On the rural treks a slow pace permits more interaction with people, though I will say Labrador just has very few people.
As to major Grocery stores, I remember one story. Ginny went to get a hair cut in one of the tiny towns on the southern Labrador coast. She asked the lady cutting her hair where she shopped. The lady said, when the ferry from Labrador to Newfoundland is running (not from November to April) she drove down to Cornerbrook in Newfoundland once a month to shop where there's a Walmart and a major grocery store, a four hundred miles round trip and 3 hours of ferry.
Cornerbrook is the only place on the west coast of Newfoundland that has a truly 'American' type grocery store though there are places along the west coast that have stores you might find in smaller American towns. Happy Valley and Labrador City both have medium sized grocery stores. All other communities in Labrador have mom and pop sized stores, combination grocery and hardware and clothing stores. We love exploring those little stores because they contain a myriad of different things.

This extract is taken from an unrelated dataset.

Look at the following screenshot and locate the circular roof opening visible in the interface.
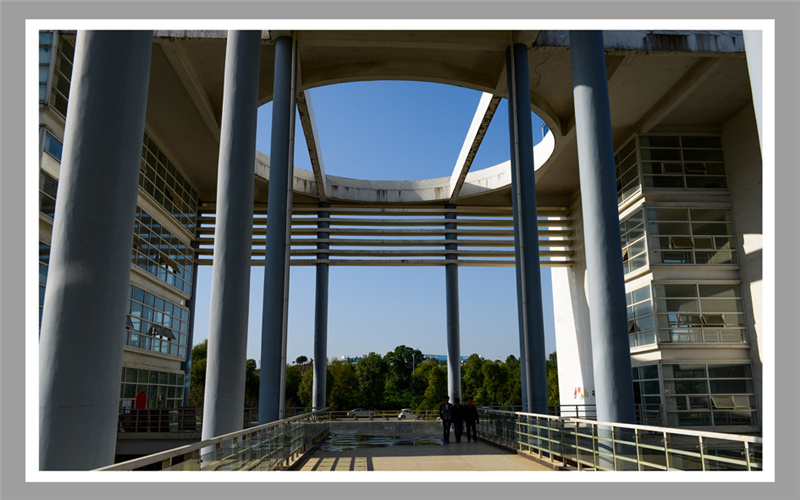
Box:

I will say we were able to buy very good baked goods in many of the small towns.
Most places only have frozen meats. We bought one frozen block we thought was beef but could not eat it once we cooked it, never figuring out what we bought. We were able to buy a cooked rotisserie chicken in the smallest of towns in Southern Labrador, a real treat.
We tend not to eat out a lot. Howwever in Newfoundland that trend is reversed. We know so many little places to eat that have excellent seafood or unusual things like caribou that we eat out more than normal, having our usual good breakfast at home, a lighter hikers/explorers lunch, and often going out for dinner.
Fresh fruits and vegetables are an issue in Labrador. When ever we saw a banana or any other fruit we bought it.
Ginny says that there are just not a lot of people in Labrador, even in the few campgrounds. When you can stop for Lunch in the middle of the Labrador highway, have lunch, walk about a little and not have another vehicle pass in an hour in either direction, you know you're alone.